From 9317fbfc259e820af49e3eeb323ba88b362adbfe Mon Sep 17 00:00:00 2001
From: Tobias <darklefknight@googlemail.com>
Date: Tue, 5 Oct 2021 09:12:26 +0200
Subject: [PATCH] Make DDP and Horovod batch_size scaling examples explicit
 (#9813)

Co-authored-by: Rohit Gupta <rohitgr1998@gmail.com>
---
 docs/source/advanced/multi_gpu.rst | 9 +++++----
 1 file changed, 5 insertions(+), 4 deletions(-)

diff --git a/docs/source/advanced/multi_gpu.rst b/docs/source/advanced/multi_gpu.rst
index 7497344bc6..ee689e1611 100644
--- a/docs/source/advanced/multi_gpu.rst
+++ b/docs/source/advanced/multi_gpu.rst
@@ -611,16 +611,17 @@ Let's say you have a batch size of 7 in your dataloader.
         def train_dataloader(self):
             return Dataset(..., batch_size=7)
 
-In (DDP, Horovod) your effective batch size will be 7 * gpus * num_nodes.
+In DDP or Horovod your effective batch size will be 7 * gpus * num_nodes.
 
 .. code-block:: python
 
     # effective batch size = 7 * 8
-    Trainer(gpus=8, accelerator="ddp|horovod")
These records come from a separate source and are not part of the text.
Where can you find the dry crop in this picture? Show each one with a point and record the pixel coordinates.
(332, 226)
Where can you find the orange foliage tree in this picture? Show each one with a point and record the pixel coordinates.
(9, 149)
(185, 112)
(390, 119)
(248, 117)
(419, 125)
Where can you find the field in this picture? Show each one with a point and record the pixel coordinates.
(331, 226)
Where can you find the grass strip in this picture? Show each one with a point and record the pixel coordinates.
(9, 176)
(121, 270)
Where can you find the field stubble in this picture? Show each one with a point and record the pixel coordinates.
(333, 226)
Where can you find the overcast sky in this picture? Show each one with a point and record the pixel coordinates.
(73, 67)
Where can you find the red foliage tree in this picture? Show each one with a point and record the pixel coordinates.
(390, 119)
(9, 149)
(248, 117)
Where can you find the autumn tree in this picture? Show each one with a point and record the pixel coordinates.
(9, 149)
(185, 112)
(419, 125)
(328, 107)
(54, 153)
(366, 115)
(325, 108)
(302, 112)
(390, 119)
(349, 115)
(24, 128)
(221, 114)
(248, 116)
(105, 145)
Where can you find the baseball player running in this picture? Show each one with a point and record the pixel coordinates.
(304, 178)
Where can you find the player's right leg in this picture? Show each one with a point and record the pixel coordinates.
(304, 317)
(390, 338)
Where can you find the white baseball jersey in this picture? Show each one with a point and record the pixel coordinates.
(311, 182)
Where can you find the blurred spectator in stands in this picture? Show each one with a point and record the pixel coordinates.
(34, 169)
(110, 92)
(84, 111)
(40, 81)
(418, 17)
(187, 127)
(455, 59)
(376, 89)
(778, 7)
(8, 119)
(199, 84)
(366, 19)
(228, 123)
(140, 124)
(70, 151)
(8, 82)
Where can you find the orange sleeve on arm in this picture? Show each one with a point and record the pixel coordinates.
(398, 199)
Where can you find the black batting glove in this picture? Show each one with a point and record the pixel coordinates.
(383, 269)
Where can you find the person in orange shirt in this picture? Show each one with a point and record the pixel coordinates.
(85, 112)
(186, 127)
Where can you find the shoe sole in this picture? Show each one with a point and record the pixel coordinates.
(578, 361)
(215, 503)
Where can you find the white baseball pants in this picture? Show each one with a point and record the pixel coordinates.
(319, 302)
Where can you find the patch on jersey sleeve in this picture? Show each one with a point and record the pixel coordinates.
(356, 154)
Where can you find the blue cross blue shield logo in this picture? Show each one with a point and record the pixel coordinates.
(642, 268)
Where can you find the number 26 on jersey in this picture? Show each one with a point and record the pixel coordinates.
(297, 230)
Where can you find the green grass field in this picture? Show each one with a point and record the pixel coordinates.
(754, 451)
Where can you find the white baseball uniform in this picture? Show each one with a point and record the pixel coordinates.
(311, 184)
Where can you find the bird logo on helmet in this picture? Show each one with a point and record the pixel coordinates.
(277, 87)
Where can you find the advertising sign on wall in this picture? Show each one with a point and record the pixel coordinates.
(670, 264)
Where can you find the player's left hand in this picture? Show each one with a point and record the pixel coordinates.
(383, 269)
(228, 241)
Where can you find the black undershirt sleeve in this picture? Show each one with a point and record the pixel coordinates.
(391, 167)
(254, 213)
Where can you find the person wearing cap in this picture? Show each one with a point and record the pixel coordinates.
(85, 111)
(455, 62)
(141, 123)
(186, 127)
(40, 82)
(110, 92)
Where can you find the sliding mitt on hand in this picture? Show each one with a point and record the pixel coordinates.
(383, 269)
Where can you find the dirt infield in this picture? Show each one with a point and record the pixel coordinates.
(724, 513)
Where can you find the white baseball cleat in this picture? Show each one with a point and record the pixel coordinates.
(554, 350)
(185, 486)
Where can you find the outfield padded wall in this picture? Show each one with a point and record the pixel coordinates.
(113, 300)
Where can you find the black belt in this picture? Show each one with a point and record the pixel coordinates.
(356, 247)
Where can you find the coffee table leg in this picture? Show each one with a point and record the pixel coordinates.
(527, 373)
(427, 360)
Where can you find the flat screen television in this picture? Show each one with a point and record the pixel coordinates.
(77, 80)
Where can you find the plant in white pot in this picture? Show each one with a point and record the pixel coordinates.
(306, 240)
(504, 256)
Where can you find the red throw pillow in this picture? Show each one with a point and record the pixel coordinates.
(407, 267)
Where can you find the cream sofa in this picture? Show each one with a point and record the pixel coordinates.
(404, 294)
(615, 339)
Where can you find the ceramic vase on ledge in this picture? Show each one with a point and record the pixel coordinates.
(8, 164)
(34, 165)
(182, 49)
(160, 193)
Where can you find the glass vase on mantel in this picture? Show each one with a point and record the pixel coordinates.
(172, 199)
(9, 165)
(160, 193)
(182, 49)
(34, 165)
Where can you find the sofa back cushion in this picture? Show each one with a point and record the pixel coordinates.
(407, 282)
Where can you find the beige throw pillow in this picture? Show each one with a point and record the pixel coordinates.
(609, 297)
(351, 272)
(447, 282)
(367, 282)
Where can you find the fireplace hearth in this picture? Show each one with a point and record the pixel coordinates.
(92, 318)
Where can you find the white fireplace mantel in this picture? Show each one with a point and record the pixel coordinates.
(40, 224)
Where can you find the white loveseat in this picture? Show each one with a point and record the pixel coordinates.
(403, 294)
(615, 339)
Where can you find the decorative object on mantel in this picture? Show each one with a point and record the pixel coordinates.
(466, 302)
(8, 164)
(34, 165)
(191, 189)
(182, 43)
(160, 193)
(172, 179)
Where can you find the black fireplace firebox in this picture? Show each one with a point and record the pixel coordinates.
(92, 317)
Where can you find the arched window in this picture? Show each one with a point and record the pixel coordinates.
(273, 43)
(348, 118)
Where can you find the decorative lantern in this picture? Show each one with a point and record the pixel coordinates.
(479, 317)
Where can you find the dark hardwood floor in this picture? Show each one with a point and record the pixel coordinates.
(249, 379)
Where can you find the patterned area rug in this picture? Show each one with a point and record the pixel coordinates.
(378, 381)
+    Trainer(gpus=8, accelerator="ddp")
+    Trainer(gpus=8, accelerator="horovod")
 
     # effective batch size = 7 * 8 * 10
-    Trainer(gpus=8, num_nodes=10, accelerator="ddp|horovod")
-
+    Trainer(gpus=8, num_nodes=10, accelerator="ddp")
+    Trainer(gpus=8, num_nodes=10, accelerator="horovod")
 
 In DDP2, your effective batch size will be 7 * num_nodes.
 The reason is that the full batch is visible to all GPUs on the node when using DDP2.